During Thursday night's Fox News/Google debate, moderators asked Rep. Michele Bachmann, R-Minn., how much of a person's income a person ought to be allowed to keep.

She used the question, of course, to take a shot at President Obama and said people deserve to keep all the money they earn.

"Barack Obama seems to think that when we earn money, it belongs to him, and we're lucky just to keep a little bit of it," Bachmann said on the stage in Florida.

So does Bachmann go on to call for a repeal of federal income tax?

Nope.

"Obviously, we have to give money back to the government so we can run the government, but we need to have a different mindset," she said.

So Bachmann hates the income tax (it's endorsed by that socialist Barack Obama, after all) but only when Democrats are spending the money; as soon as there's a Republican in office, the income tax is necessary and A-OK by her.

There's a lot about Bachmann's branch of the conservative movement that is disingenuous and ideologically inconsistent, but income tax is perhaps the greatest hypocrisy this caucus season.

Bachmann and other so-called Tea Party conservatives get away with framing the income tax as stealing by the government, but none of them are calling for its abolishment. What's more, she doesn't even have a clear plan to reduce the federal income tax.
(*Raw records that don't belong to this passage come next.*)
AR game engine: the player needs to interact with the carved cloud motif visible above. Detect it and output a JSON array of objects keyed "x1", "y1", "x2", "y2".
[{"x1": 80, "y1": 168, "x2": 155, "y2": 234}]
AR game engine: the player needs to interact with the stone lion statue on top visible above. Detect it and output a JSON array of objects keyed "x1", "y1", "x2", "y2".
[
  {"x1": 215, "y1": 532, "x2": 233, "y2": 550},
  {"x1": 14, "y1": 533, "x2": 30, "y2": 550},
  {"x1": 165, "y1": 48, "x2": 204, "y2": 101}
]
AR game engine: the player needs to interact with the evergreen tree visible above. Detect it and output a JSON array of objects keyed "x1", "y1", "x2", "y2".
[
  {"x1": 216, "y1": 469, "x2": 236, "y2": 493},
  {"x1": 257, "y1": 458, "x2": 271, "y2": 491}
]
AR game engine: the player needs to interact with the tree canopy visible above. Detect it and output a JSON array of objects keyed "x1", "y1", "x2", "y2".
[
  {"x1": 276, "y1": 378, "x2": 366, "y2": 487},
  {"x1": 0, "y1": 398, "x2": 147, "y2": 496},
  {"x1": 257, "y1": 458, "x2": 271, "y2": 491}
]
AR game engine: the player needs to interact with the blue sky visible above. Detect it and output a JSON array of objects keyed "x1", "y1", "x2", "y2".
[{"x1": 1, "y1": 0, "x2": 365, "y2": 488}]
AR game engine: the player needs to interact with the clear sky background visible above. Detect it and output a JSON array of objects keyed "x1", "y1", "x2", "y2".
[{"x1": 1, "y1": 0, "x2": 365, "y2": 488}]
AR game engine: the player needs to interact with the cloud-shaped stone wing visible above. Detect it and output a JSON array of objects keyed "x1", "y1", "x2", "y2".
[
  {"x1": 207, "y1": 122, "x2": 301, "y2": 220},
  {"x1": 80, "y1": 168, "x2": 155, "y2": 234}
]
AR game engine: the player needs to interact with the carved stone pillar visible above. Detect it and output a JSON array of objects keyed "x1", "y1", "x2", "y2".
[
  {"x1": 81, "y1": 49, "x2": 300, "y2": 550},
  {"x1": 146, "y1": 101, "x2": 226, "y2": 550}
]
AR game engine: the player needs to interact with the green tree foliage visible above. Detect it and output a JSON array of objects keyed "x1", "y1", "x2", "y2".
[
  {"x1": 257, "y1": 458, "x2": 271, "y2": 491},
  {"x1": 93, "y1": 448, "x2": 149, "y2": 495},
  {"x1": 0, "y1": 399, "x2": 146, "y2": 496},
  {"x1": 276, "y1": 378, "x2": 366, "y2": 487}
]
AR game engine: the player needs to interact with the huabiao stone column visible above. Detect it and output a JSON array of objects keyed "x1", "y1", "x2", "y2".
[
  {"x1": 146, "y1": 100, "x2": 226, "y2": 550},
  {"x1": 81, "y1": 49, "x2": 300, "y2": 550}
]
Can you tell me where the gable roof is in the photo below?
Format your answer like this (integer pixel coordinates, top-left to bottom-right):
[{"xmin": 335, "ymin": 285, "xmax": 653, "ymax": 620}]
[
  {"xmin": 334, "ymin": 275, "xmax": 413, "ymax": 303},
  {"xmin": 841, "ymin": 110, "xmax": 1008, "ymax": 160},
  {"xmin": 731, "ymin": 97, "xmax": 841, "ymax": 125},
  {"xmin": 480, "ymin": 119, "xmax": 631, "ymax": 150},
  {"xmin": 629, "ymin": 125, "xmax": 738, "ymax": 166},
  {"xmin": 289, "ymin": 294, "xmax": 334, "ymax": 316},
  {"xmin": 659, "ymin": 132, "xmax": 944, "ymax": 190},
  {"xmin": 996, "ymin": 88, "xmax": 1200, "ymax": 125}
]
Even relatively mainstream Republicans such as Herman Cain and Jon Huntsman, for instance, have plans to decrease the income-tax burden. At the debate on Thursday, Georgia Republican Cain said he'd boot current federal taxes altogether and replace them with a flat 9 percent personal income tax, a 9 percent corporate tax, and a 9 percent national sales tax.
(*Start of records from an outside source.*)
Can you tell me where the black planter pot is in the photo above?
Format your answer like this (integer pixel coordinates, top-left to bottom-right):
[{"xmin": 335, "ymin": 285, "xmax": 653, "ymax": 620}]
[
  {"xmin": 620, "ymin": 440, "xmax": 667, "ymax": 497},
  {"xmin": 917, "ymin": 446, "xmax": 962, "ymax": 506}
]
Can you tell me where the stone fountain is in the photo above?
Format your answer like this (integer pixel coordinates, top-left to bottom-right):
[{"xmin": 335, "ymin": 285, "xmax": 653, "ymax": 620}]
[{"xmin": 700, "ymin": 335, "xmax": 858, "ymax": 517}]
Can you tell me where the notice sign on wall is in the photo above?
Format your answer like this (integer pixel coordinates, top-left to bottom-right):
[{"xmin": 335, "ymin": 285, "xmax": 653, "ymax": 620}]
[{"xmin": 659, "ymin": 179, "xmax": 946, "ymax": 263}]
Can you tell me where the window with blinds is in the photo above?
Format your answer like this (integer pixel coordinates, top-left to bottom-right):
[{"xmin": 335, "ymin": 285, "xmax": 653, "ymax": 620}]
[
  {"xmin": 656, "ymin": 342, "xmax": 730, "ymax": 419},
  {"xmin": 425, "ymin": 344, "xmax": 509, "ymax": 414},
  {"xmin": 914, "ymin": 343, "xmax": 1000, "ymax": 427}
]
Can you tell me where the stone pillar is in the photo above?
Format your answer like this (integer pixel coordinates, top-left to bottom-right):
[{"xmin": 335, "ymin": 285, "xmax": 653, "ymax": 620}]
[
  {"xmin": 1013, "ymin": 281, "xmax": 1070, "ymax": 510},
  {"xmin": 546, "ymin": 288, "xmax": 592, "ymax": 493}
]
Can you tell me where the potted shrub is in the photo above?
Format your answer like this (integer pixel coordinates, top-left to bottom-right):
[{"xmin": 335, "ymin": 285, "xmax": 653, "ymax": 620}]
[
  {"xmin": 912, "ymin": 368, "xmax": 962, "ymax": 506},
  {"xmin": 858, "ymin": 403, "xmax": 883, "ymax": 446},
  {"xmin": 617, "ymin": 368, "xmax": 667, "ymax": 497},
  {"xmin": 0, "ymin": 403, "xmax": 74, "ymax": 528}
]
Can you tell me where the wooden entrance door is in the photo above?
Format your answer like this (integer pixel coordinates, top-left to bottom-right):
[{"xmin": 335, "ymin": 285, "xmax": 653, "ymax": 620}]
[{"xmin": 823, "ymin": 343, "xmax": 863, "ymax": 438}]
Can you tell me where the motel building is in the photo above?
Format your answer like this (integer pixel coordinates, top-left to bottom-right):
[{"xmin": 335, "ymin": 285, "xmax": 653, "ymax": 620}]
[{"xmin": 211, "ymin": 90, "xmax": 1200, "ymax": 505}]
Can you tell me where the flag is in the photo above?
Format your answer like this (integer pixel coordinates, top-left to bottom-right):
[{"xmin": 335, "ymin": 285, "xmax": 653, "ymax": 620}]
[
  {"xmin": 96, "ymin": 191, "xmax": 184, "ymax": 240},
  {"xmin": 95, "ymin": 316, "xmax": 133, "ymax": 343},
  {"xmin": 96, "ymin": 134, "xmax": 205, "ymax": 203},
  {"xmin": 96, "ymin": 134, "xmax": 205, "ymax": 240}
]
And former Utah Gov. Huntsman promised not to raise taxes saying, "This is the worst time to be raising taxes, and everybody knows that." Instead, he'd eliminate loopholes and deductions and replace the current tax-level system with just three income tiers.
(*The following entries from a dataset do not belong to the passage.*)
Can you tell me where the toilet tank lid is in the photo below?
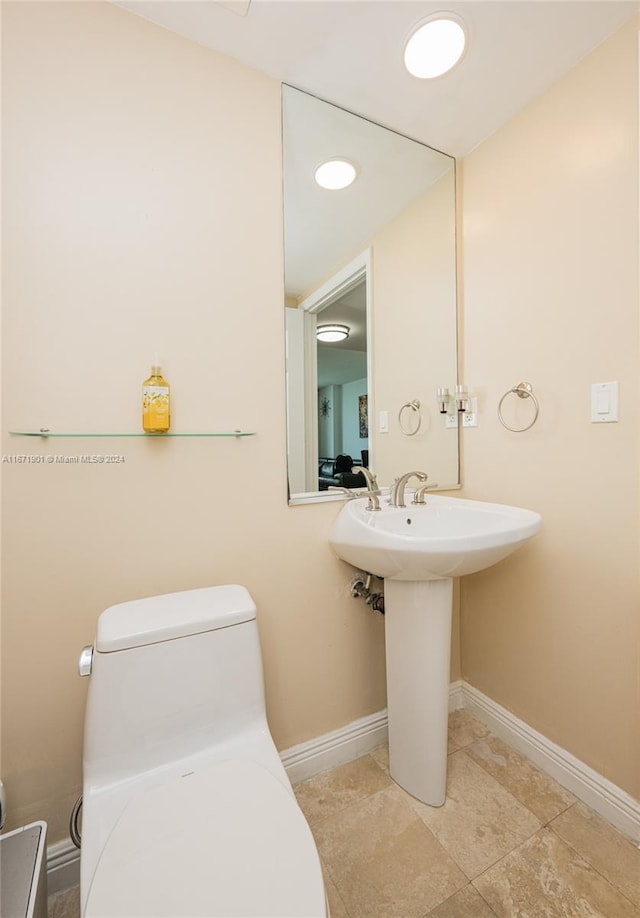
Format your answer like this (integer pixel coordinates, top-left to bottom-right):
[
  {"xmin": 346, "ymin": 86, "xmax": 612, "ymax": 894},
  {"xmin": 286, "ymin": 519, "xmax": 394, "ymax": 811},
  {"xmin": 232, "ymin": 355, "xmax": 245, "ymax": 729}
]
[{"xmin": 95, "ymin": 584, "xmax": 256, "ymax": 653}]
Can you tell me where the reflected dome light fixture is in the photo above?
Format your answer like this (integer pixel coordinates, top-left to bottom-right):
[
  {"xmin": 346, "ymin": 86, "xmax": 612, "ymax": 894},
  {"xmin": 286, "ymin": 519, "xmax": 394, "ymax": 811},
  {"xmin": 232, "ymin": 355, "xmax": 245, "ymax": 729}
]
[
  {"xmin": 315, "ymin": 158, "xmax": 357, "ymax": 191},
  {"xmin": 316, "ymin": 325, "xmax": 350, "ymax": 344},
  {"xmin": 404, "ymin": 13, "xmax": 467, "ymax": 80}
]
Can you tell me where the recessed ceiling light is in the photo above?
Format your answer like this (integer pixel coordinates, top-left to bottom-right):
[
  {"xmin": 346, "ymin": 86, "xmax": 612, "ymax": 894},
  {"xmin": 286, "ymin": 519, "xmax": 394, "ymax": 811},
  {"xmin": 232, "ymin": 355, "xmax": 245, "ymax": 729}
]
[
  {"xmin": 316, "ymin": 325, "xmax": 350, "ymax": 342},
  {"xmin": 404, "ymin": 13, "xmax": 467, "ymax": 80},
  {"xmin": 315, "ymin": 159, "xmax": 356, "ymax": 191}
]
Then there are the libertarian tax hawks in the race. Former New Mexico Gov. Gary Johnson wants to simplify the personal income-tax system and get rid of the corporate tax altogether, opening the possibility of individuals incorporating themselves and living income tax-free. And there's U.S. Rep. Ron Paul, R-Texas, who would abolish the income tax, the capital-gains tax, and the death tax altogether.

Yet Bachmann is the candidate called a favorite of the Tea Party — a movement supposedly based on the acronym "Taxed Enough Already." Given her moderate stance on taxation, it looks like the Tea Party picked the wrong darling.